即便再是聲名狼藉的荒王之後,怕也不敢太過造次。
但藍開不同。
畢竟他是永昌候的兒子。
而永昌候藍開又仗著軍功囂張跋扈慣了,藍開耳濡目染,自然難免沾染一些跋扈習性。
也是因此,面對朱肇輝的質問,藍開不但沒有絲毫退縮,反倒也是上前一步,趾高氣昂的道:“既然小王爺你耳朵不好,那我就再說一遍給你聽——我剛剛說讓小王爺你為了繼藩著想,最好識相一點……”
話未說完,朱肇輝猛然便是曲膝蓋一頂,狠狠的撞在了藍開的兩腿之間!
下一秒,殺豬般的慘嚎,就響徹了別苑!
“該死的,你這都幹了什麼?”
聞訊趕來的湯晟氣急敗壞,衝著朱肇輝怒吼道:“就算你不知道藍開是侯爺之子,也該知道他是我朋友——打狗還得看主人的道理,你難道不懂嗎?”

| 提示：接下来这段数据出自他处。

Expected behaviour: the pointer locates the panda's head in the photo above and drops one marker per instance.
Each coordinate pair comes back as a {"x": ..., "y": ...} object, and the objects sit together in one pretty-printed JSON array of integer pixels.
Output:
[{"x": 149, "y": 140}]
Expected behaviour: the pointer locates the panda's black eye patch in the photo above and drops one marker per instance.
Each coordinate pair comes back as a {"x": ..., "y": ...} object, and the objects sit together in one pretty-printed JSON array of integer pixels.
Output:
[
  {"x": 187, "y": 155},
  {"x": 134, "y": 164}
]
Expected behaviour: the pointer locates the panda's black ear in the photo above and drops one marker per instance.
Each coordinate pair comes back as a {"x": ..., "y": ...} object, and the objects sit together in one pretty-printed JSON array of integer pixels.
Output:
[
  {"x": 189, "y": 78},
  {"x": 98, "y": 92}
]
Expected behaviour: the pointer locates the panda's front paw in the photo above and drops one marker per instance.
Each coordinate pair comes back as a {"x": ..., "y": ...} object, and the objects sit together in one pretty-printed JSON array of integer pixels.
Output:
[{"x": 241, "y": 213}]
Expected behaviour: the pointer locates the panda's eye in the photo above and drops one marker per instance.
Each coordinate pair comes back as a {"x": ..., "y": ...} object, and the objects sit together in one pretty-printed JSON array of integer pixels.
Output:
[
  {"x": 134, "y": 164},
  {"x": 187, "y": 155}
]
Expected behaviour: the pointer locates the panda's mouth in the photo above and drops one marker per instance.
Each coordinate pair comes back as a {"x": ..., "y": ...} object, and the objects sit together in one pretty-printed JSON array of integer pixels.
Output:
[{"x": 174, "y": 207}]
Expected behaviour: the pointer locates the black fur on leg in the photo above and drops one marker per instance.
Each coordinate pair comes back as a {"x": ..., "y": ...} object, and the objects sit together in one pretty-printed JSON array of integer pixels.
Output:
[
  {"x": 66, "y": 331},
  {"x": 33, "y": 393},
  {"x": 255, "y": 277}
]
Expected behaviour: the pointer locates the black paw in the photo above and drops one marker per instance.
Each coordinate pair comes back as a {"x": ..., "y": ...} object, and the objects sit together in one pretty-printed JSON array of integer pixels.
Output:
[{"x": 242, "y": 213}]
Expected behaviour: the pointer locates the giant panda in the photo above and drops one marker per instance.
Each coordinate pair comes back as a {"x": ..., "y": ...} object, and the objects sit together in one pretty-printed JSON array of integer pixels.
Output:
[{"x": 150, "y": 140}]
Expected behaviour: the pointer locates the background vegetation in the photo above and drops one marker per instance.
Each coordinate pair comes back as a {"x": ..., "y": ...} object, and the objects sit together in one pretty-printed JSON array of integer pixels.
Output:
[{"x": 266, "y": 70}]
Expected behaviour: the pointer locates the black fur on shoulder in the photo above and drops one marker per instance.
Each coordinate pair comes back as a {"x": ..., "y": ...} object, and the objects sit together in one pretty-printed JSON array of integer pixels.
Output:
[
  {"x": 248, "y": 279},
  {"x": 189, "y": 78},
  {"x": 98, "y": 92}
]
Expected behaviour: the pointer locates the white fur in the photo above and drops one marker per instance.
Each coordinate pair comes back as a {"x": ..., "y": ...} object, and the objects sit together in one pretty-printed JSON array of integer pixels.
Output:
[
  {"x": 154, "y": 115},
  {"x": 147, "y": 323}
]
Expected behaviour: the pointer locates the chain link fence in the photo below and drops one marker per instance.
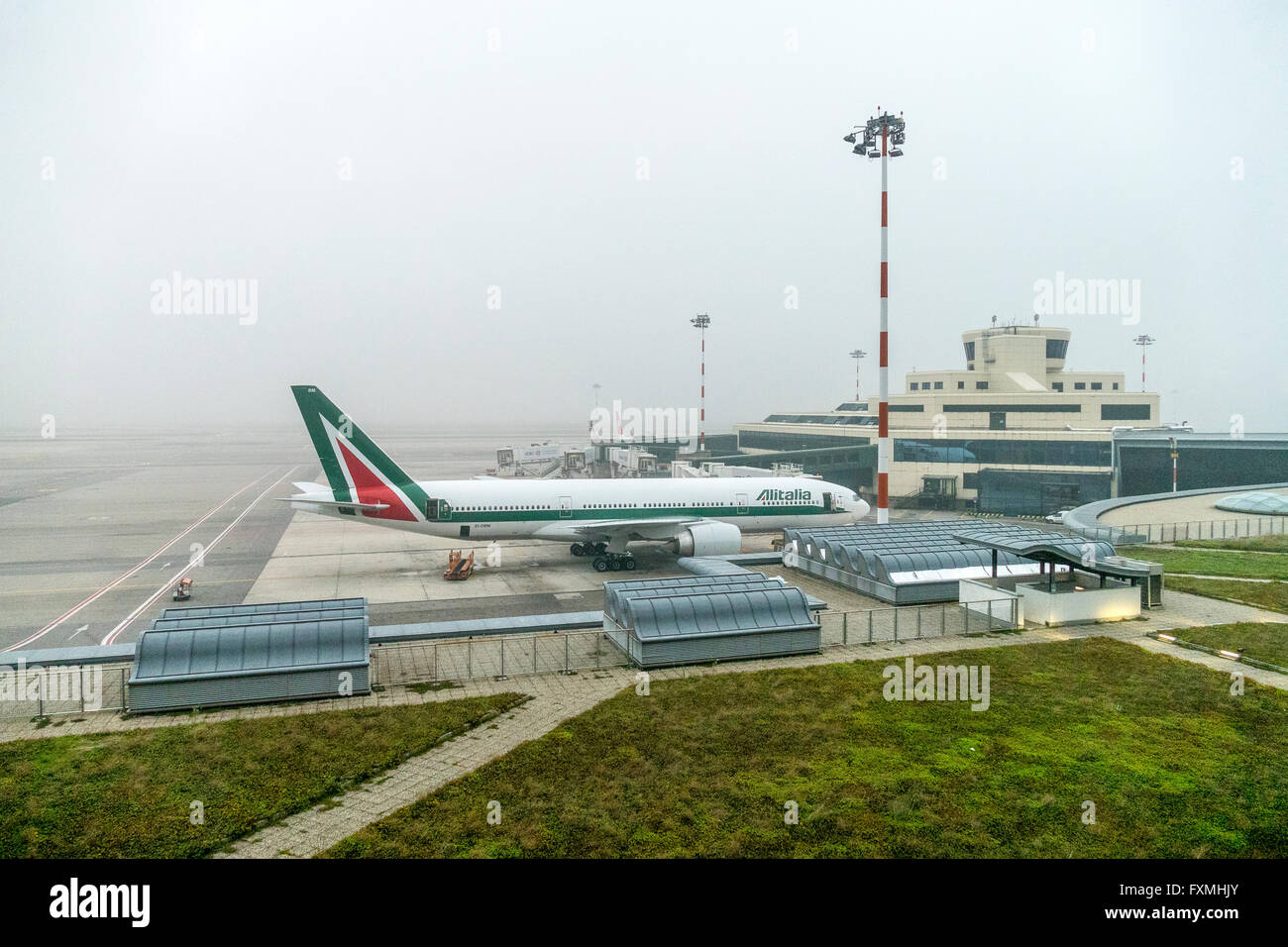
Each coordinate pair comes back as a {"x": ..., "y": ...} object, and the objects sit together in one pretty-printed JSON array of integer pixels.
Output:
[{"x": 42, "y": 692}]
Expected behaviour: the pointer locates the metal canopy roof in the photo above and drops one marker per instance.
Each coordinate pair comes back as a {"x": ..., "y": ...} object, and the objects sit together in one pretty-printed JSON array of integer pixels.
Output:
[
  {"x": 250, "y": 648},
  {"x": 1069, "y": 552},
  {"x": 265, "y": 608},
  {"x": 181, "y": 621},
  {"x": 719, "y": 613}
]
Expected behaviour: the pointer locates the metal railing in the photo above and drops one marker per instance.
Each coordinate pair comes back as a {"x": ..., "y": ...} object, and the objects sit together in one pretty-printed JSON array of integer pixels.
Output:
[
  {"x": 493, "y": 656},
  {"x": 1140, "y": 534},
  {"x": 907, "y": 622}
]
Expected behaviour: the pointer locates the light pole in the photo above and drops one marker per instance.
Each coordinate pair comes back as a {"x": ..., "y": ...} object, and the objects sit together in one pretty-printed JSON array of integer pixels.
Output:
[
  {"x": 858, "y": 388},
  {"x": 1144, "y": 342},
  {"x": 890, "y": 128},
  {"x": 700, "y": 322}
]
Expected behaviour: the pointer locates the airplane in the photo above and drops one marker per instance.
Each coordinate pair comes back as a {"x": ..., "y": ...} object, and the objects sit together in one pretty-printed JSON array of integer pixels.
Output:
[{"x": 596, "y": 517}]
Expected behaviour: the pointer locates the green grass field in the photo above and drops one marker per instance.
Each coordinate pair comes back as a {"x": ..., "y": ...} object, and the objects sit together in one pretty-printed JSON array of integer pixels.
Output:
[
  {"x": 1210, "y": 562},
  {"x": 1173, "y": 763},
  {"x": 129, "y": 795},
  {"x": 1262, "y": 641},
  {"x": 1270, "y": 595},
  {"x": 1257, "y": 544}
]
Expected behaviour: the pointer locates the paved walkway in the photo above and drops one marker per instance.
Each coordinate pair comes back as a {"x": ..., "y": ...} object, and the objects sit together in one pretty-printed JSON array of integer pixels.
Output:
[{"x": 557, "y": 697}]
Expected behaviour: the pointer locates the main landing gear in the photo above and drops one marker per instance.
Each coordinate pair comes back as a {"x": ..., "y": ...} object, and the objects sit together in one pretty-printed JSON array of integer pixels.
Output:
[
  {"x": 613, "y": 561},
  {"x": 604, "y": 561}
]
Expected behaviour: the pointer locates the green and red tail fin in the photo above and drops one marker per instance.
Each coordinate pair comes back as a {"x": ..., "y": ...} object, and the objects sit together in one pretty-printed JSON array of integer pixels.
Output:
[{"x": 355, "y": 467}]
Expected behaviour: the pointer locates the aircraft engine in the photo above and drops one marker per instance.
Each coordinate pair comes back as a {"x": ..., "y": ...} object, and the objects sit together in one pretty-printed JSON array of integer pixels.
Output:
[{"x": 708, "y": 539}]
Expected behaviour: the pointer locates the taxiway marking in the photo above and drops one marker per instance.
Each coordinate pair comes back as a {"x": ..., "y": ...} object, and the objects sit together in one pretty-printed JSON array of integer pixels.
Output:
[
  {"x": 112, "y": 635},
  {"x": 111, "y": 585}
]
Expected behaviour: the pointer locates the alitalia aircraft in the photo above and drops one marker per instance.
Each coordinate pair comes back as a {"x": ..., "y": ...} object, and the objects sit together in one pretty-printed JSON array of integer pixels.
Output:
[{"x": 597, "y": 517}]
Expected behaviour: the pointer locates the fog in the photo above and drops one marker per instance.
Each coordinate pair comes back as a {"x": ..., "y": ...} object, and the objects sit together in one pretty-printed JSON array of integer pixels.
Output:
[{"x": 451, "y": 214}]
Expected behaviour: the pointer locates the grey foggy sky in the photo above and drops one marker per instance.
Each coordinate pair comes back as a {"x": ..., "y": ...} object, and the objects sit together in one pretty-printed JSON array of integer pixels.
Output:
[{"x": 207, "y": 138}]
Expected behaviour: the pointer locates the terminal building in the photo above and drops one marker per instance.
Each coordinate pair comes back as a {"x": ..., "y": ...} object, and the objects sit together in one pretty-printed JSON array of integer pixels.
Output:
[{"x": 1013, "y": 432}]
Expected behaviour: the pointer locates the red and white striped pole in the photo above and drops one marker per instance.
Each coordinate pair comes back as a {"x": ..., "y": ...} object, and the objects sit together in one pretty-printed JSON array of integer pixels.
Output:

“既然表哥你知道打狗還得看主人的道理,那你就該知道小玉即便是丫鬟,那也是我的丫鬟!”
“而我,乃是當今皇孫!”
“區區侯爺之後,也敢妄言讓當今皇孫識相,簡直好大的狗膽——此事我要稟報皇爺爺,到時候別說是他永昌候府,怕是連表哥你信國公府,怕都難辭其咎!”
聽到這話,原本還氣勢洶洶的湯晟以及胡三寶,頓時冷汗淋漓。
畢竟和五大三粗的藍開不同,他們二人都不是笨蛋。
很清楚自己國公府左相府,在普通人眼裡或許是豪門高邸。
卻終究只是皇家的門下狗!
欺負欺負老百姓或許沒什麼,可真要是得罪了皇族……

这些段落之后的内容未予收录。